Bulk statistics methods

This method uses the statistical properties of a data time series (mean, range, variance, correlation, etc) to characterise the behaviour of a system. As such, the implementation of the method is very simple, and it has thus been extensively used in many fields, including coastal research. These methods have traditionally been applied to short-term and long-term wave statistics, for instance. In short-term wave analysis, a wave height may be analysed directly, or after being decomposed in a sum of sinusoidal functions (that is, using a Fourier expansion), from which the moments of the data may be extracted. These methods allow, also, to calculate the properties of extreme events according to their probability of occurrence, and are thus very useful in coastal structure design (Larson et al., 2003). In relation to morphodynamics, statistical properties of the temporal and spatial evolution of different coastal features have been investigated, in particular as a preliminary step in studies when Principal Component Analyses are involved (see section 3.3).

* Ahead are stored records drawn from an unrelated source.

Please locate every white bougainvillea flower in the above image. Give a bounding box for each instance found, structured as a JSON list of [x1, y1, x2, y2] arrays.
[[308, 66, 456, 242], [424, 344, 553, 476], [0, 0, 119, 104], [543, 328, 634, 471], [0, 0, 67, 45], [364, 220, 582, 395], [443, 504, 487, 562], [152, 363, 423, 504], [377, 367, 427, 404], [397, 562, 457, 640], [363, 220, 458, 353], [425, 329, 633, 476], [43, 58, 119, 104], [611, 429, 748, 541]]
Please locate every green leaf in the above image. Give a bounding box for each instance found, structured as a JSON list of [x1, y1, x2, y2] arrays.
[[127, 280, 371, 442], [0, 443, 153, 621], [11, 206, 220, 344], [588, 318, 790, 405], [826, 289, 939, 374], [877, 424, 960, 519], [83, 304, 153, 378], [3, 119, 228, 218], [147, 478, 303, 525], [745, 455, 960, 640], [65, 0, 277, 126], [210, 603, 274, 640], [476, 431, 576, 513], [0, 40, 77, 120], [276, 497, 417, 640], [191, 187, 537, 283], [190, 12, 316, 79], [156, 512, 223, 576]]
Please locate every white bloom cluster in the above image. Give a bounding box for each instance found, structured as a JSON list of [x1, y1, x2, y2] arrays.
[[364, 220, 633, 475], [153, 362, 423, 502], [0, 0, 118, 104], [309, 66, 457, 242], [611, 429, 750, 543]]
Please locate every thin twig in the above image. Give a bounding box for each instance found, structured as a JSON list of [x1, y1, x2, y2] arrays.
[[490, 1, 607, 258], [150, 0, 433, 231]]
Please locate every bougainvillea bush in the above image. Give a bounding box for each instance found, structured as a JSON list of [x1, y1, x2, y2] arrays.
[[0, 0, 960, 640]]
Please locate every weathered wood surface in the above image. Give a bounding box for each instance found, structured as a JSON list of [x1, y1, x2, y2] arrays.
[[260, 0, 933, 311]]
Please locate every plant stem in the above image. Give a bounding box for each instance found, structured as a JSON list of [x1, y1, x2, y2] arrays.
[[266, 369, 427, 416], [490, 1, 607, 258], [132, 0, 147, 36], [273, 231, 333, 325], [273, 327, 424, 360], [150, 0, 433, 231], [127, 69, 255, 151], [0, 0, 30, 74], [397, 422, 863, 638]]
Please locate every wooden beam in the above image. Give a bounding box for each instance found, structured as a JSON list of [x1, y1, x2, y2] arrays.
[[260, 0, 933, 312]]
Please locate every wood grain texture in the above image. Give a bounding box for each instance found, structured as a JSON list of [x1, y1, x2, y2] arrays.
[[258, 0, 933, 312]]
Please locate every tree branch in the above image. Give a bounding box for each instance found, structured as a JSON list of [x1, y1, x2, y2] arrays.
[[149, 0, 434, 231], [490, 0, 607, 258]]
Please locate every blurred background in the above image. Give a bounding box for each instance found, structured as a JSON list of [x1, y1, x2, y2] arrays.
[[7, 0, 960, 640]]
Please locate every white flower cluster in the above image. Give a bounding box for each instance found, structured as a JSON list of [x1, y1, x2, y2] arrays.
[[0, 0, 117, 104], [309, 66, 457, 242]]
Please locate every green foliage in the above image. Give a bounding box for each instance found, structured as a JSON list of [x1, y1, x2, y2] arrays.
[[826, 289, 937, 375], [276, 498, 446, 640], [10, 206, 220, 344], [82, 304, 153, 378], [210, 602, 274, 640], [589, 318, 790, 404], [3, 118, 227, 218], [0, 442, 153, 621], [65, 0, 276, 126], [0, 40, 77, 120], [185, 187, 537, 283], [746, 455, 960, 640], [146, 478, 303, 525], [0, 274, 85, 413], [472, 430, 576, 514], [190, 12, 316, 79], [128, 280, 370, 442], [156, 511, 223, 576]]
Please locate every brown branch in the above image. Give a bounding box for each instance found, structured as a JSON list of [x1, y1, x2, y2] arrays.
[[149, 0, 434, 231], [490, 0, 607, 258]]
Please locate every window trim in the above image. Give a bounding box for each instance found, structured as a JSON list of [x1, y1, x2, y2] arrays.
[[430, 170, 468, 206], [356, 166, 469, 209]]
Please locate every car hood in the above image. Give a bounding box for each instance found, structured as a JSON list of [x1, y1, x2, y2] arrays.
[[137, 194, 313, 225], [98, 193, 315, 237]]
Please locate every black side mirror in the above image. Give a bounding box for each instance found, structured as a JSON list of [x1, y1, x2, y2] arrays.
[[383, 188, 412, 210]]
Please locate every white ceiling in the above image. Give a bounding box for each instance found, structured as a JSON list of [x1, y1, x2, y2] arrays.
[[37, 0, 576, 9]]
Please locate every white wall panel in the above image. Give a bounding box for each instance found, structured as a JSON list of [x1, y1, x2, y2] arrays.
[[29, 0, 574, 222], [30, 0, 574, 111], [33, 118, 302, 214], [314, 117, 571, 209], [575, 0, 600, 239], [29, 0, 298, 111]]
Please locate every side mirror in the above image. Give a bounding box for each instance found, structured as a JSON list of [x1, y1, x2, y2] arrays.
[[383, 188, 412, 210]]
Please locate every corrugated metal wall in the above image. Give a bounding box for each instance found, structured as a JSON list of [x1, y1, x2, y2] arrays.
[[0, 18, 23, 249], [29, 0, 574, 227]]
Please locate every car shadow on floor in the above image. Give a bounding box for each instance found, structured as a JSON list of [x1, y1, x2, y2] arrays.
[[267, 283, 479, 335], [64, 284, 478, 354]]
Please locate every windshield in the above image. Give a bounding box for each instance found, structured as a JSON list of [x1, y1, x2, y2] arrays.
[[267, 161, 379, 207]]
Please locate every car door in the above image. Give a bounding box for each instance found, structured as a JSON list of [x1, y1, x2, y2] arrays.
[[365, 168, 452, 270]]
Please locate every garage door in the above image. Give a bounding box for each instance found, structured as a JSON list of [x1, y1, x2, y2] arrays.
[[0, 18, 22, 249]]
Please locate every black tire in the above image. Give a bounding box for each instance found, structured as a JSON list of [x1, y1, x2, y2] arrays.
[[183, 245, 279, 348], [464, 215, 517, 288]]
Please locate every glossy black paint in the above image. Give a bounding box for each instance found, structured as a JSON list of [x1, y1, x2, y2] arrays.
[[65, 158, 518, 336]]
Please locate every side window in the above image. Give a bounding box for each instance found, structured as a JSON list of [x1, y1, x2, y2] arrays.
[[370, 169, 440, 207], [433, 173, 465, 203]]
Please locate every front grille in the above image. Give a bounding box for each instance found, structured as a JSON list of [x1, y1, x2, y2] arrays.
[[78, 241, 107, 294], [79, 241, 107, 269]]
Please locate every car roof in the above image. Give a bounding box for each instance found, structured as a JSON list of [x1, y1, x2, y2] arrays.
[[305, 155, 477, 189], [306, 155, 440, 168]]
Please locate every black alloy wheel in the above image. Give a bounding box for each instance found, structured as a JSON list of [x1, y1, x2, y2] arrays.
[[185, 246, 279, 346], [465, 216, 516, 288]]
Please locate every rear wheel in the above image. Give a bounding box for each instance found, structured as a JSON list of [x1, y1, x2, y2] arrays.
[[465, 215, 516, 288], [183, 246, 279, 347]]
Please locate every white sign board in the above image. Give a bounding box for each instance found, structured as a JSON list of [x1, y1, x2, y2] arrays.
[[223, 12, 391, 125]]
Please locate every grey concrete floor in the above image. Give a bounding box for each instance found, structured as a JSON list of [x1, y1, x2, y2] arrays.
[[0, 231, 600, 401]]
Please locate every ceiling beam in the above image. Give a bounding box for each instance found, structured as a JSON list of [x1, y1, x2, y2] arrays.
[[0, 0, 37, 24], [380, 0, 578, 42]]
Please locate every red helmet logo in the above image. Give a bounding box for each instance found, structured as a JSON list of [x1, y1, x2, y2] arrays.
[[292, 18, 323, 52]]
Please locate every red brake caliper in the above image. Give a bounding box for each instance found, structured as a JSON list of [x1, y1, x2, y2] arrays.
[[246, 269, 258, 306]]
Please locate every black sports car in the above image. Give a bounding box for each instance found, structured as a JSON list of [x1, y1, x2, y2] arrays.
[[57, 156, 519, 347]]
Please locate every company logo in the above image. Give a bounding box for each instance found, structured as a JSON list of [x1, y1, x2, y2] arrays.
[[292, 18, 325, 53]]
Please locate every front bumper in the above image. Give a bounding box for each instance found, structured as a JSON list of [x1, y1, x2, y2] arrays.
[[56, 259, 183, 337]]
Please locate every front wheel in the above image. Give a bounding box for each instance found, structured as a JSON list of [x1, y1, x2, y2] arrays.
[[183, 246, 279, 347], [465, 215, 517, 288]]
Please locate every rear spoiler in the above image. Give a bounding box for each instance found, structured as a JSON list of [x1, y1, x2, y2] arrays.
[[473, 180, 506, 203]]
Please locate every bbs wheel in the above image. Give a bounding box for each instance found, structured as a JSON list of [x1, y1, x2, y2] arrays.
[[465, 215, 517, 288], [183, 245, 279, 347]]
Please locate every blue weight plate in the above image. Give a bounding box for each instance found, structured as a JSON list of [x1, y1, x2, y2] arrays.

Linear analysis of beach level data

The linear analysis of beach level data is demonstrated here using a set of beach profile measurements carried out at locations along the Lincolnshire coast (UK) by the National Rivers Authority (now the Environment Agency[link]) and its predecessors between 1959 and 1991, as described in HR Wallingford (2006c). Locations backed by a seawall were chosen and a time series of beach levels at a set point in front of the seawall at Mablethorpe Convalescent Home are shown in Figure 6.

Figure 6: Time series of beach elevation at a set point in front of a seawall.

Use of trend line for prediction

Straight lines fitted to beach level time series give an indication of the rate of change of elevation and hence of erosion or accretion. The measured rates of change are often used to predict future beach levels by assuming that the best-fit rate from one period will be continued into the future. Alternatively, long-term shoreline change rates can be determined using linear regression on cross-shore position versus time data.

Genz et al. (2007)[6] reviewed methods of fitting trend lines, including using end point rates, the average of rates, ordinary least squares (including variations such as jackknifing, re-weighted least squares, weighted least squares and weighted re-weighted least squares) least absolute deviation (with and without weighting functions). Genz et al. recommended that weighted methods should be used in uncertainties are understood, but not otherwise. The ordinary least squares, re-weighted least squares, jackknifing and least absolute deviation methods were preferred (with weighting, if appropriate). If the uncertainties are unknown or not quantified then the least absolute deviation methods is preferred.

The following question then arises: how useful is a best-fit linear trend as a predictor of future beach levels? In order to examine this, the thirty years of Lincolnshire data have been divided into sections: from 1960 to 1970, from 1970 to 1980, from 1980 to 1990 and from 1960 to 1990, for most of the stations. In each case a least-squares best-fit straight line has been fitted to the data and the rates of change in elevation from the different periods are shown below:

  • From 1960 to 1970 the rate of change was -17mm/year;
  • From 1970 to 1980 the rate of change was -63mm/year;
  • From 1980 to 1990 the rate of change was +47mm/year.
  • From 1960 to 1990 the rate of change was -25mm/year.

The data above indicates that 10-year averages provide little predictive capability for estimating the change in elevation for the next 10-years, let alone for the planning horizon that might need to be considered for a coastal engineering scheme. Few of the 10-year averages are close to the 30-year average.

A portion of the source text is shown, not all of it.